Ce recours à l’histoire nous aide à repérer les limites de la démocratie (bourgeoise) du nombre et à comprendre que la remise en question des pseudos-justifications de l’expansion du capitalisme est aussi interne à l’Occident. Même si, aujourd’hui encore, les coalitions attaquant l’Afrique reconduisent les mêmes propos. La France y compris ! Ils bénéficient du soutien des « intellos » et de certains médias dominants et certains parmi les compatriotes Africains les croient. Malheureusement !
Quand nous perdons de vue que la concurrence effrénée est le moteur du capitalisme ; que l’Occident vit de l’expansion économique et que pour assurer sa paix intérieure, il a dû chercher et trouver des marchés compétitifs et concurrentiels ailleurs que sur le terrain occidental et à n’importe quel prix ; quand nous ne savons pas que souvent, les règles de ce jeu sont déterminées par les acteurs majeurs sans la participation des peuples Africains, nous pouvons tomber dans un sadomasochisme qui ne dit pas son nom. Disons que de telles décisions se prennent au niveau institutionnel dépassant le niveau de responsabilité individuelle.
Revenons à Georges Clémenceau. Malgré le caractère éthique de ses arguments, il est vaincu par la démocratie du nombre. Les décisions prises démocratiquement pour que la France, « race supérieure », assume son droit de coloniser « les races inférieures » ont été prises. Savoir distinguer le niveau structurel du niveau individuel dans la répartition des responsabilités dans les guerres que l’Occident livre à l’Afrique est très important.

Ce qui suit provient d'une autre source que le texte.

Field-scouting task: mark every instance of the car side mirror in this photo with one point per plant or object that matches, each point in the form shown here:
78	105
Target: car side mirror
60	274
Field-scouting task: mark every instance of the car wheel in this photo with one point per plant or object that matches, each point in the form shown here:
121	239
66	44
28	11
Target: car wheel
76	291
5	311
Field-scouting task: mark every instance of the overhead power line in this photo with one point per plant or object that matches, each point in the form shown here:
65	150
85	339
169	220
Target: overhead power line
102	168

Savoir aussi que l’Occident prédateur crée des pseudo-justifications pour couvrir ses desseins, c’est plus qu’important. Et l’un de ces desseins, c’est le pillage de l’Afrique et des autres pays du Sud, sans rien payer. « Depuis cinq siècles, écrit Michel Collon, nos grandes sociétés occidentales ont pillé les richesses du tiers-monde sans les payer. On pourrait faire un tableau de chaque pays riche et monter l’origine honteuse de chacune de ses grandes fortunes. On pourrait faire l’histoire de chaque pays pauvre et montrer qui l’a pillé et comment. Bref, nous –ou plutôt : certains d’entre nous- sommes des voleurs, et c’est pour ça que nous sommes riches : voilà ce qu’on ne peut absolument pas dire dans les médias. » (M. COLLON, Bush le cyclone, Bruxelles, Oser dire, 2006, p.16) (Dans Les 7 péchés d’Hugo Chavez, (Bruxelles, Investig’Action, 2009), Michel Collon essaie de dresser le tableau de l’enrichissement de certaines grandes puissances et de l’appauvrissement de certains pays de l’Amérique Latine.)

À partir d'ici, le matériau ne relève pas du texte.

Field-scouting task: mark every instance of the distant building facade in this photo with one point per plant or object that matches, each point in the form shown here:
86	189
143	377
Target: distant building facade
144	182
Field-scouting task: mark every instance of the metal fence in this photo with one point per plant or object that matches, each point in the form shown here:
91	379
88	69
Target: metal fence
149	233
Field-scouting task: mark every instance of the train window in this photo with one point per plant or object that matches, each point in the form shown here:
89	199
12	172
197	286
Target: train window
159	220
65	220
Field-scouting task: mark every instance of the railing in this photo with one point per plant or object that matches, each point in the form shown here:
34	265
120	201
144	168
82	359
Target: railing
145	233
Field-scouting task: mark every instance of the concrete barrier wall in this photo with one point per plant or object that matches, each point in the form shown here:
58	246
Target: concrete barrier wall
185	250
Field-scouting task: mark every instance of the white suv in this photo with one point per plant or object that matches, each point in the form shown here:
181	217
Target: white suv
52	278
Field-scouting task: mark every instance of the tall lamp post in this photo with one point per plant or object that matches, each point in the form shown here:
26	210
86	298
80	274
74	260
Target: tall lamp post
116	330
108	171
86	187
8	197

Est-ce à dire que dans toutes ces guerres de prédation, les Africains sont tous des victimes innocentes ? Non. La paresse intellectuelle fait de certains d’entre eux des esclaves volontaires de la machine prédatrice. Les élites compradores Africaines participent depuis toujours du jeu de la jonction hypocrite de la violence au droit.

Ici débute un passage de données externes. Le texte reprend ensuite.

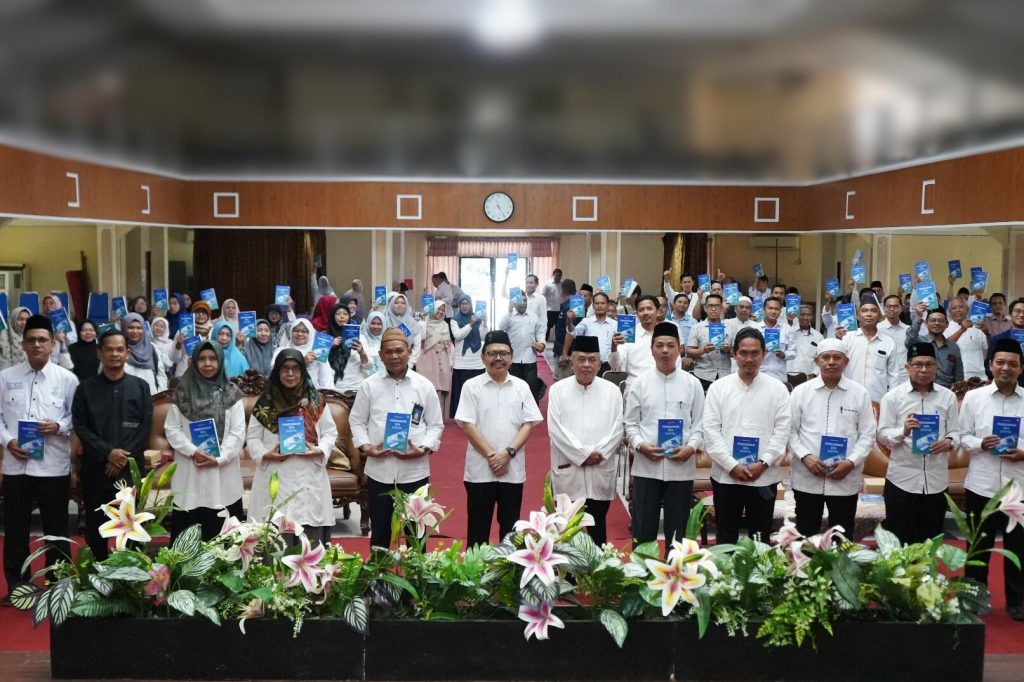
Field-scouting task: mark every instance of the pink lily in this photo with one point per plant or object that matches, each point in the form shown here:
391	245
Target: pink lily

Il est du devoir des « élites organiques » de partager ce fonctionnement institutionnel de la démocratie bourgeoise occidentale avec les peuples Africains pour initier l’insurrection des consciences si elles veulent que l’Afrique ne puisse pas disparaître.
A ce point nommé, les médias alternatifs et les réseaux sociaux ont un rôle important à jouer. En permanence.